In diversi casi il terreno oggetto dell’atto viene definito isca,
ad indicare la sua natura alluvionale, così che si comprende come rilievo e misurazione si rendano periodicamente necessari anche per adeguare il canone alla mutata estensione del bene concesso.
Attraverso i disegni e gli atti in cui essi sono inseriti ci si offre
in questo modo uno spaccato vivo e concreto del rapporto dei beneventani con i loro fiumi, con la fonte di energia al tempo stesso utile e distruttiva che essi rappresentano.
Vediamo così come la Badia sofiana sia costretta a far rimisurare un territorio del feudo di Pantano prima di riconcederlo in enfiteusi (49). Il Capitolo metropolitano deve accettare la riduzione di un canone per una masseria in località Vado del Pontone, concessa solo
l’anno precedente, perché la misurazione ha rivelato una riduzione
dell’area coltivabile a vantaggio del brecciale (54). Le inondazioni del
Tammaro e del Calore ridimensionano dei terreni che la Mensa arcivescovile possiede proprio alla confluenza dei due fiumi (8); dieci anni
dopo, nel censuare una proprietà nella stessa zona, la Mensa si preoccupa di inserire nel contratto l’obbligo di provvedere a piantare pioppi
e salici lungo la sponda del fiume (10).
Un comprensorio particolarmente vulnerabile è quello
dell’ansa in cui il fiume Calore riceve le acque del Serretella. Qui i signori Ascolese disegnano nell’atto di sub-concessione 1 del 1744 una
vera e propria strategia difensiva, per cui i conduttori si impegnano a
piantare quanti più pioppi tavolari è possibile lungo la riva del fiume e
a continuare a piantarne sul terreno che il fiume lascia, fino a ridurre la
riva un fortino di pioppi e saracavelle (46). Strategia fallita, si direbbe:
1
Il contratto non precisa che il terrirìtorio è redditizio alla Mensa arcivescovile: lo si comprende dall’atto in cui è inserito il disegno n. 47.

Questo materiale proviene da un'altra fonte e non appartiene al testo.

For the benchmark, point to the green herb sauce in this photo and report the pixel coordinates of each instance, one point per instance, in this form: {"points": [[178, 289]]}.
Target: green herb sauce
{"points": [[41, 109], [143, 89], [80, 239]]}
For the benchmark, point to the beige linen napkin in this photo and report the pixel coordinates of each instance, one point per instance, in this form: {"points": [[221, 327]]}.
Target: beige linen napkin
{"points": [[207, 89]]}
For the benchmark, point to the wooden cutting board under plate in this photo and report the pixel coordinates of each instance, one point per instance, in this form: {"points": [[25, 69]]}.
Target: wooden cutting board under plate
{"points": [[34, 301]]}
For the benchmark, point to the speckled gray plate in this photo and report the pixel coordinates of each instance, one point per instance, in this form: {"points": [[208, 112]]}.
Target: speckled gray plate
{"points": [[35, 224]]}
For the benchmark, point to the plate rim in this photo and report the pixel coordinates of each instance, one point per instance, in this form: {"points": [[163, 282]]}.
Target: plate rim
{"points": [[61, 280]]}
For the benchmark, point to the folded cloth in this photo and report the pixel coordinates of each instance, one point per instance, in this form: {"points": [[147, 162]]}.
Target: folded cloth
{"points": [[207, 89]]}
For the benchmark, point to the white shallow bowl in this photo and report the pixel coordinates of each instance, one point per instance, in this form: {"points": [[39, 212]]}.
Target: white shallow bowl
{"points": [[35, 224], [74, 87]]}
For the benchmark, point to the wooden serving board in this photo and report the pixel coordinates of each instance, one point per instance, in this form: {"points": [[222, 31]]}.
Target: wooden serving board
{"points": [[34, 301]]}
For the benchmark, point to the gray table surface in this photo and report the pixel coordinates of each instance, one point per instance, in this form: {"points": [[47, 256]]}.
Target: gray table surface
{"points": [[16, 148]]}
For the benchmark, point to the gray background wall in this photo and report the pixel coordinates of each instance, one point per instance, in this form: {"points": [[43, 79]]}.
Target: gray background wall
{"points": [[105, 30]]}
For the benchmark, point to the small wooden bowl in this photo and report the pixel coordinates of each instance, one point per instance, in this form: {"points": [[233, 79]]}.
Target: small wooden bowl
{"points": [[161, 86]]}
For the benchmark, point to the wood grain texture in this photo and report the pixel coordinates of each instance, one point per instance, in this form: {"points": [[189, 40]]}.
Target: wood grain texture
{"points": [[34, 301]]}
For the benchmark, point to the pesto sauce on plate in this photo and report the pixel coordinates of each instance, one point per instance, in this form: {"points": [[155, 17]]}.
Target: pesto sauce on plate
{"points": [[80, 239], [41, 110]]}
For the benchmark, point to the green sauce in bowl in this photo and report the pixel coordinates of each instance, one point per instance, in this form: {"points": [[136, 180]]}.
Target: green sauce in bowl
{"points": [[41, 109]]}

dal documento con cui nel 1781 il Capitolo metropolitano rinnova
l’enfiteusi alla famiglia Recupito Ascolese (47) apprendiamo infatti
che nel 1753 l’alluvione del Calore e del Serretella ha ridotto la capacità di quel terreno da 13 a 4 tomoli; in seguito il fondo recupera estensione perché il Calore sposta il suo corso verso l’altro letto.
Attraversando il Calore e passando da Serretella a Pantano,
incontriamo una vertenza che si trascina a lungo per stabilire a chi
spetti l’utile dominio sul terreno, peraltro povero e breccioso, che il
fiume ha lasciato spostando il suo corso più a sud.
Un altro motivo di lite nasce dal fatto che la difesa valida di
un argine rischia di provocare danni ai terreni che si trovano sull’altra
sponda. E’ quanto succede nella contrada Isca delle Cipolle (24), dove
la famiglia Sabariani-Alfieri diffida molto delle intenzioni del principe
Morra e degli altri proprietri dei mulini; questi, infatti, dicendosi preoccupati dal fatto che il Sabato minaccia di unirsi col formale distruggendo una delle attività principali dell’economia beneventana, intendono dividerne le acque con opere che vanno al di là dell’ordinaria
manutenzione prevista dagli Statuti cittadini e che, deviando il corso
del fiume, possono provocare l’erosione degli orti degli Alfieri.
L’argomento dei mulini è di quelli ai quali in questa sede si
può solo fare un rapido cenno, per quanto tra i disegni esposti, pur trattando sempre di terreni, non mancano altri riferimenti: dal Molino
nuovo che ha sostituito la gualchiera che Goffredo Morra aveva nel
luogo detto la Noce a quello detto Monte povero o Ponteciello, che
Michele Morra, concessionario dell’Abbazia di santa Sofia, ha lasciato
si riducesse in pessimo stato e che viene ricostruito a spese del solito
cardinale Orsini.
Altri percorsi espositivi sarebbero stati possibili: gli stessi disegni possono essere disposti secondo un ordine cronologico per apprezzare l’evoluzione delle tecniche di rilevazione e di rappresentazione grafica, oppure diversamente organizzati per sottolineare il tipo di
coltura ovvero la redditività delle diverse zone. In conclusione: non si
tratta della presentazione di immagini più o meno belle e decorative,
ma di un percorso di conoscenza attraverso documenti archivistici, che
come tali rimandano sempre ad un contesto di attività, di persone, di
storie, così che il loro valore più autentico è nel suscitare curiosità.
L’augurio è che questa mostra sappia fare altrettanto.